# Rockwell Delta Jointer



## Lawdog (Aug 29, 2010)

Im looking at a older used Rockwell Jointer, It has been for sale for a while on a local online classified site. It is wired for 220 and he didn't know if it was a 6" or 8" I emailed him and asked for a model number but haven't got it yet.

Has anyone had any experience with one of these and what are they worth. He is asking 450 OBO. It has been on for a month and he just re-listed it.


----------



## mdntrdr (Dec 22, 2009)

He doesn't own a tape measure? :huh:

Offer $200. and ask if he will deliver. :smile:

It's good ole' iron.


----------



## Lawdog (Aug 29, 2010)

He said he thought it was a 6, It was his grandfather who recently passed away.
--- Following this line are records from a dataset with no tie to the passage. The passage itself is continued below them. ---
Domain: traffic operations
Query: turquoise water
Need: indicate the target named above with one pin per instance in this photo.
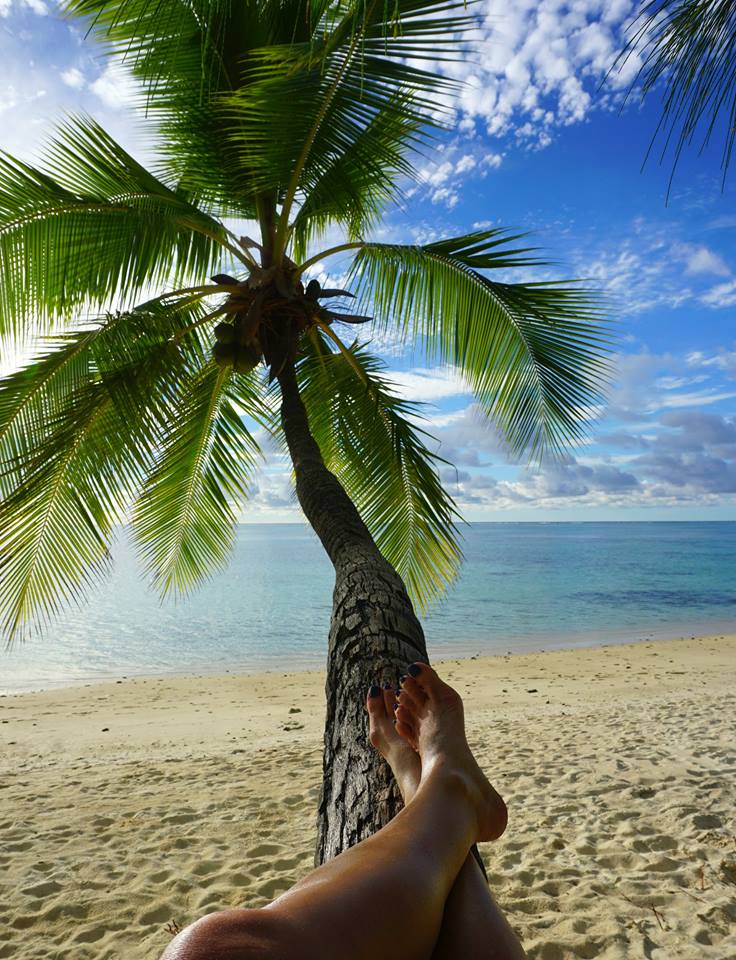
(524, 586)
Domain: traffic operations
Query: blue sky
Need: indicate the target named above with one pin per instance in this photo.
(541, 142)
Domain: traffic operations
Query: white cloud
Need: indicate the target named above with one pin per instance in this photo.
(540, 65)
(115, 87)
(73, 77)
(492, 161)
(425, 385)
(465, 163)
(722, 295)
(700, 259)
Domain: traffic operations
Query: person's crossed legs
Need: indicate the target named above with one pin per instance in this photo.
(390, 894)
(473, 926)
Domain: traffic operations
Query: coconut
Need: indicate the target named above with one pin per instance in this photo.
(225, 333)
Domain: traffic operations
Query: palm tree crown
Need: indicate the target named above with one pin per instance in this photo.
(142, 400)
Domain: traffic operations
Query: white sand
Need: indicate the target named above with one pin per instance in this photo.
(619, 773)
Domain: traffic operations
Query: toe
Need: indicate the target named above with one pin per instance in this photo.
(404, 715)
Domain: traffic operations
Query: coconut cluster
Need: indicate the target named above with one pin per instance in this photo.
(270, 310)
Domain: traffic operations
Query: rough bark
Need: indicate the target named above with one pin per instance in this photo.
(374, 635)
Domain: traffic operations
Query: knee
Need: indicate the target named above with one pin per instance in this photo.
(231, 935)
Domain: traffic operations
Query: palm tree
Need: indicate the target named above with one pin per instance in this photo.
(142, 401)
(688, 53)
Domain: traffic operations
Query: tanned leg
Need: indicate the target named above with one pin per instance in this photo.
(387, 894)
(473, 926)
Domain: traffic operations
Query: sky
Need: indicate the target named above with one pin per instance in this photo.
(543, 140)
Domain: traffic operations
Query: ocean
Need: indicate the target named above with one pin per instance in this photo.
(523, 587)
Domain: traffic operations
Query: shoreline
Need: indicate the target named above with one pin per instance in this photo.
(131, 806)
(440, 653)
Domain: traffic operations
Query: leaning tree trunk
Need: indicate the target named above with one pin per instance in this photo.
(374, 635)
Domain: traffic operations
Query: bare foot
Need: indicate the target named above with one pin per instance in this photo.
(395, 750)
(430, 717)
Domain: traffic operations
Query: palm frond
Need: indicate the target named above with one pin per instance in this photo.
(353, 75)
(535, 354)
(78, 428)
(370, 440)
(688, 50)
(95, 225)
(184, 519)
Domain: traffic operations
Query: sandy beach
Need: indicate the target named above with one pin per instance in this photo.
(132, 807)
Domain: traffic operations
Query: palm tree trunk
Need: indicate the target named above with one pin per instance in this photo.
(374, 634)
I thought it looked like the good ole stuff but not sure what it was worth.


----------



## mdntrdr (Dec 22, 2009)

It has been for sale for a while on a local online classified site. 

Offer $200... and go from there.

I might go $300. :yes:


----------



## woodnthings (Jan 24, 2009)

*That looks like a real solid machine*

I'd offer $350 and then come up to $400 if needed, no more only because it hasn't been sold. It's probably worth $450, but don't tell Scott i said that.  bill
Btw It's probably an 8", hard to tell from that angle. He obviously has no knowledge of machines or their value...just sayin'....


----------



## mdntrdr (Dec 22, 2009)

$150... Looks like a 6" to me. :smile:


----------



## woodnthings (Jan 24, 2009)

*I don't think a 6" would be 220v*



mdntrdr said:


> $150... Looks like a 6" to me. :smile:


You keep droppin' your estimate......R U trying to help or do you wanna buy it? :laughing: bill


----------



## mdntrdr (Dec 22, 2009)

woodnthings said:


> .....R U trying to help or do you wanna buy it? :laughing: bill


 

SHHH.....:shifty:


----------



## Lawdog (Aug 29, 2010)

OK, so are they good machines, are new blades available for them? Parts if needed? He said it runs good but don't want something to break and not be able to replace it.


----------



## mdntrdr (Dec 22, 2009)

Lawdog said:


> OK, so are they good machines, are new blades available for them? Parts if needed? He said it runs good but don't want something to break and not be able to replace it.


 
Very good machine, parts readilly available. :smile:


----------



## Lawdog (Aug 29, 2010)

mdntrdr said:


> Very good machine, parts readilly available. :smile:


Thats what I was looking for, thanks.


----------



## Old Skhool (Oct 31, 2009)

Looks like the 8" that was in the school shop that I taught at. Many of these seem to be resurfacing after the autions many years ago when most shops were closed. The point being, check to see if it is 3ph and needs a phase convertor, or see that an appropriate *quality* single phase motor is in place. These jointers were not typically found in the home workshop.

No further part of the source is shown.